The decomposition level depends on the baseline wandering frequency, since it is the lowest noise frequency among other noises. To estimate the frequency of baseline wander, the two ‘bw’ records of [14] are taken into consideration. The power spectrum of each record is calculated. From Fig. 3, we can observe that the frequency range of both records is approximately concentrated below \(f_{BL} = 1 \;{\text{Hz}}\). To select the appropriate decomposition level \(J\), we used the formula described in [16]:

Fig. 3
figure 3

The corresponding power spectrum of the two ‘bw’ records of length 10 s from the noise stress test database

$$J = ceil\left( {\log_{2} \left( {\frac{{F_{max} }}{{f_{BL} }}} \right)} \right)$$

where the \(ceil(x)\) function rounds the element \(x\) to the nearest integer greater than or equal to that \(x\), \(F_{max}\) represents the highest frequency components that respect the Nyquist Theorem, whereas, \(f_{BL}\), which is equal to 1, is the baseline wander frequency.
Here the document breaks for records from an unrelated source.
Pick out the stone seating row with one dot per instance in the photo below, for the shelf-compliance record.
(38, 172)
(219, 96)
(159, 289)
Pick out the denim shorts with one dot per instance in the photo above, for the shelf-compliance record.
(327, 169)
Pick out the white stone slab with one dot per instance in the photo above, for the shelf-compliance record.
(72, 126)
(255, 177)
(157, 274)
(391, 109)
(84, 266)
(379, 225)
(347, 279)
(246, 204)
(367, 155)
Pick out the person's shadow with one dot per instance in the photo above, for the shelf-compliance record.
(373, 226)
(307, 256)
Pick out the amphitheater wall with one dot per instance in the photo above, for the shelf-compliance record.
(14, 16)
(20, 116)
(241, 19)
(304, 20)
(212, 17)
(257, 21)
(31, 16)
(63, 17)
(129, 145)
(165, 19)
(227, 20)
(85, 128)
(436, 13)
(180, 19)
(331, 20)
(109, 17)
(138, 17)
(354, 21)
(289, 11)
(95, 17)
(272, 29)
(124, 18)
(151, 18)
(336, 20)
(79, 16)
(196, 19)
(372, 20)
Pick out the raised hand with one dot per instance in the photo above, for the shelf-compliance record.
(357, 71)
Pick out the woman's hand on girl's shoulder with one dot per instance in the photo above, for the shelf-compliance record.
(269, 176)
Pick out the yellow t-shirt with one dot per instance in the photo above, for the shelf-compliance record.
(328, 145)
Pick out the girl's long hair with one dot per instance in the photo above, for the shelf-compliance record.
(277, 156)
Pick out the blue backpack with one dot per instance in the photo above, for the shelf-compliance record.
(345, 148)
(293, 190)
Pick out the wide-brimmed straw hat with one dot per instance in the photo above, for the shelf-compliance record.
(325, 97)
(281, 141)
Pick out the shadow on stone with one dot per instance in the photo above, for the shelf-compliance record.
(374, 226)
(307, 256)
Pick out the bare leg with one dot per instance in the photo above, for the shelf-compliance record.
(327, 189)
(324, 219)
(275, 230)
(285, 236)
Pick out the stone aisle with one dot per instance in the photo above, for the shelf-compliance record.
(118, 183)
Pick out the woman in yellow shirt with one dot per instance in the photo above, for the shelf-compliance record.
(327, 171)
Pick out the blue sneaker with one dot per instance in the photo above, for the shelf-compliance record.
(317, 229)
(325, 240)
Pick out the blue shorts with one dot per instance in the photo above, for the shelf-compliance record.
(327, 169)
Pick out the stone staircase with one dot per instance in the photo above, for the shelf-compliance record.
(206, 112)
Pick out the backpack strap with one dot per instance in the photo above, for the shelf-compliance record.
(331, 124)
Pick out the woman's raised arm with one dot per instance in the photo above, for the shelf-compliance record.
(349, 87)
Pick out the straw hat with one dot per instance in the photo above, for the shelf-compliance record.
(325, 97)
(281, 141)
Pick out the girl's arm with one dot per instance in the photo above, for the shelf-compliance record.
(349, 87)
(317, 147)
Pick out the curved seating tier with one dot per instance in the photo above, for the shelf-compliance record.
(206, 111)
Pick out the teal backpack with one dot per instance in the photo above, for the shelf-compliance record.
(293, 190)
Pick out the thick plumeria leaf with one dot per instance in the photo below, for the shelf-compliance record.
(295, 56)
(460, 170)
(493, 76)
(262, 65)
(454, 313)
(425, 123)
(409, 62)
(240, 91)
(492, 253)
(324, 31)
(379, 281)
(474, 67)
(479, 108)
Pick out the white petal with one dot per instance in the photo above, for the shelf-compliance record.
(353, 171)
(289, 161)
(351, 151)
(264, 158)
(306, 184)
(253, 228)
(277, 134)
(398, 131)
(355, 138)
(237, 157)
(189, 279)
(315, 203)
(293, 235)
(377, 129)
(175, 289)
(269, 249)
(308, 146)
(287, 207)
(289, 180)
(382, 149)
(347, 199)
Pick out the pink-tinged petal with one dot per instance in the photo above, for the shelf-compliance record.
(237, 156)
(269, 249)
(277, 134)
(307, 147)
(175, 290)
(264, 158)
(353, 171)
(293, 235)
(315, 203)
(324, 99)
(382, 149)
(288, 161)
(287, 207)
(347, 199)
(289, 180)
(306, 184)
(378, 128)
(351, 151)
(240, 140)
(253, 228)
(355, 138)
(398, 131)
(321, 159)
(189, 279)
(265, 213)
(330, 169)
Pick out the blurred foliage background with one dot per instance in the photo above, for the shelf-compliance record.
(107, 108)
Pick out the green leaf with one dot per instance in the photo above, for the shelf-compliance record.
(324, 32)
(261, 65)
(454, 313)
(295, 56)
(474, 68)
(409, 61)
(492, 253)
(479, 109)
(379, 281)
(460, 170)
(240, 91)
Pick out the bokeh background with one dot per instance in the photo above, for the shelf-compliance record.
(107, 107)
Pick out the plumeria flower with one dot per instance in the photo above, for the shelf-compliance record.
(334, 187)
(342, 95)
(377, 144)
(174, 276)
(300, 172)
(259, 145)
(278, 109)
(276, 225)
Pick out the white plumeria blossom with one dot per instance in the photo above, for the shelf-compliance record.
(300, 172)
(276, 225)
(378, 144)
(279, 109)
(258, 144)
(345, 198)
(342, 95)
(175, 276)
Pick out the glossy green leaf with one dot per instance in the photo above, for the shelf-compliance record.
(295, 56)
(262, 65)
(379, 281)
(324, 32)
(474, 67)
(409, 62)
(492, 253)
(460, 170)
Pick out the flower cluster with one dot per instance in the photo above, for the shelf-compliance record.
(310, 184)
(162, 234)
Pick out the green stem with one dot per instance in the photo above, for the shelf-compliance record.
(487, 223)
Since each database has its sampling frequency, \(F_{max}\) will change its value from database to another.

Zeroing approximation coefficients

Since the decomposition level is determined, the approximation coefficients magnitude at level \(J\) are set to zero to suppress the baseline wander noise.

Details magnitude threshold

The details coefficients representing the high frequency of the signal are quantified up to a level \(X\). This level \(X\) is determined empirically through a set of simulations. To select the optimal values, all threshold values and functions presented in this work have been tested on the algorithm.

Reconstruct ECG signal

The processed details coefficients at each level, all together with the vanished approximation coefficients at level \(J\) are inversely transformed using the inverse dual tree complex wavelet transform to get the clean ECG signal.

Evaluation parameters

To quantify the algorithm performance and compare it with other methods, we took the most significant and widespread parameters in literature. In the following expressions, \(x_{n} \left( n \right)\) means the studied original signal \(x_{0} \left( n \right)\) corrupted by noise, while \(x_{r} \left( n \right)\) represents the de-noised signal that is reconstructed from the algorithm.

  • Mean square error

$$MSE = \frac{1}{N}\mathop \sum \limits_{n = 0}^{N - 1} \left[ {x_{0} \left( n \right) - x_{r} \left( n \right)} \right]^{2}$$
  • Signal-to-noise-ratio

This parameter measures the amount of noise in a signal. This noise is evaluated at two levels, the noisy input signal in the case of \(SNR_{in}\) and the output reconstructed signal for \(SNR_{out}\).

$$SNR_{in} \left( {\text{dB}} \right) = 10\log_{10} \left( {\frac{{\mathop \sum \nolimits_{n = 0}^{N - 1} \left[ {x_{0} \left( n \right)} \right]^{2} }}{{\mathop \sum \nolimits_{n = 0}^{N - 1} \left[ {x_{0} \left( n \right) - x_{n} \left( n \right)} \right]^{2} }}} \right)$$
$$SNR_{out} \left( {\text{dB}} \right) = 10\log_{10} \left( {\frac{{\mathop \sum \nolimits_{n = 0}^{N - 1} \left[ {x_{0} \left( n \right)} \right]^{2} }}{{\mathop \sum \nolimits_{n = 0}^{N - 1} \left[ {x_{0} \left( n \right) - x_{r} \left( n \right)} \right]^{2} }}} \right)$$

The overall signal-to-noise-ratio is assessed using the \(SNR\) improvement.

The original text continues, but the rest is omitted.